#BlackLivesMatter in Colorado Springs

The cries of protestors were loud and stark on this grey Tuesday afternoon:

“No justice! No peace!”

“No justice! No peace!”

Over 300 people turned up to voice their anger, frustration and incredulity in response to the St. Louis County grand jury’s decision not to bring any of five possible indictments – ranging from negligible manslaughter to intentional murder – against white police officer Darren Wilson in the killing of unarmed black teenager Michael Brown in August.

The call-and-response refrain “Hands up! Don’t shoot!” rang out during much of the hour long march. One protestor’s hand-drawn sign was emblazoned: “Ferguson is not just about one bad cop.” Many read: “Kneel down for Michael Brown.” Another was scrawled in thick and adamant marker: “Stop Racism.”

As the huge mass of people, mostly dressed in black, moved through the streets of downtown Colorado Springs, stopped cars, pedestrians and shoppers looked on – some voicing support, some jeering.

“[Mike Brown] robbed a convenient store!” yelled one onlooker in the face of the protestors, who marched on without paying him so much as a glance.

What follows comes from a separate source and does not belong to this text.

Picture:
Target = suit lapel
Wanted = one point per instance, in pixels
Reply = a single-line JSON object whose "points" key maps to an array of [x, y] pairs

The demonstrators, who began on the campus of Colorado College, travelled a loop of around 15 blocks before returning to the central flagpole on campus where several impassioned students delivered some rousing words through a megaphone to the gathered crowd.

#BlackLivesMatter

A photo posted by The Colorado Independent (@coloradoindependent) on

Meanwhile, Ferguson, Missouri is literally smoldering in the aftermath of the decision and protests have ignited in dozens of other cities across the country.

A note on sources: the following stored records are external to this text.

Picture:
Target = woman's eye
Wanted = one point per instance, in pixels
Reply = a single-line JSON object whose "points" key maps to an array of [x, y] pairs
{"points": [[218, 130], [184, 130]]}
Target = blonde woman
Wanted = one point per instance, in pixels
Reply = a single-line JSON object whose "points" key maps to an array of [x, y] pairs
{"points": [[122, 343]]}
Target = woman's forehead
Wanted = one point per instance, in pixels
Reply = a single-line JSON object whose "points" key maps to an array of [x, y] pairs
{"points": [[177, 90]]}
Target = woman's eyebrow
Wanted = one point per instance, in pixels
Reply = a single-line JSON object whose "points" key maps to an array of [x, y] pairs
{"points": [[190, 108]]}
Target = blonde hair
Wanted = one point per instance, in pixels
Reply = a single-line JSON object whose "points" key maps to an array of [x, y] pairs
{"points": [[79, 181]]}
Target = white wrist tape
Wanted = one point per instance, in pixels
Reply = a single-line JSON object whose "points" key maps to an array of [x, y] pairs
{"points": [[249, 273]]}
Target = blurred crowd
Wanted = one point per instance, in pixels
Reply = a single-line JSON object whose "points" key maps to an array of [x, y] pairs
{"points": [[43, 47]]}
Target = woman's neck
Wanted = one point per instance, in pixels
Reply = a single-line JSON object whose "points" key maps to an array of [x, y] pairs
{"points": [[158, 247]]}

The outpouring of anger comes in response to the not wholly unexpected decision that “no probable cause exists” to put Officer Darren Wilson on trial for the August shooting incident which left 18-year-old Mike Brown dead on the streets of his hometown, riddled with at least six bullets.

The grand jurors heard 25 days worth of testimony from more than 60 witnesses over the past three months since the shooting. Though all of the evidence the jury reviewed has yet to be publicly disclosed, county prosecutor Robert P. McCulloch did release Officer Wilson’s hours long testimony about what exactly happened the day of Aug. 9 – an account that keeps changing and is vastly different from many other eyewitness’s.

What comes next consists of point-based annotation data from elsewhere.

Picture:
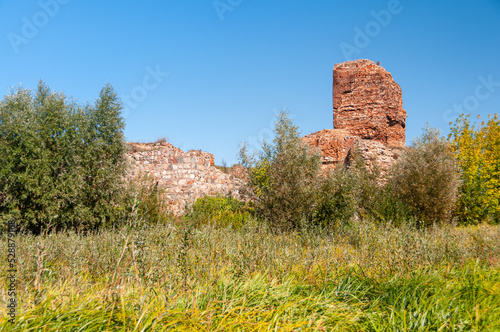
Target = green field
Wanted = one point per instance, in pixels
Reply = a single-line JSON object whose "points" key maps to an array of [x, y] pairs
{"points": [[361, 277]]}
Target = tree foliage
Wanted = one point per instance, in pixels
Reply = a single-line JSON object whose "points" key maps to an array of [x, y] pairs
{"points": [[477, 149], [425, 178], [61, 164], [284, 176]]}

According to the Bureau of Justice statistics, the decision not to indict is very, very rare: in 2010, U.S. attorneys prosecuted 162,000 federal cases. Only in 11 of those did the grand jury decline to bring an indictment. Anthony L. Fischer at the Hit & Run blog graciously did the math here, pointing out that this means that grand juries don’t deliver an indictment only 0.0067901 percent of the time.

That’s why a former New York state Chief Judge once said that a prosecutor could persuade a grand jury to “indict a ham sandwich.”

Today marks the first day of Ferguson Action, which lists its demands here.

See what two different Mikes — Keefe and Littwin – think about the whole thing.

The protest in Colorado Springs was organized by the Black Student Union of Colorado College.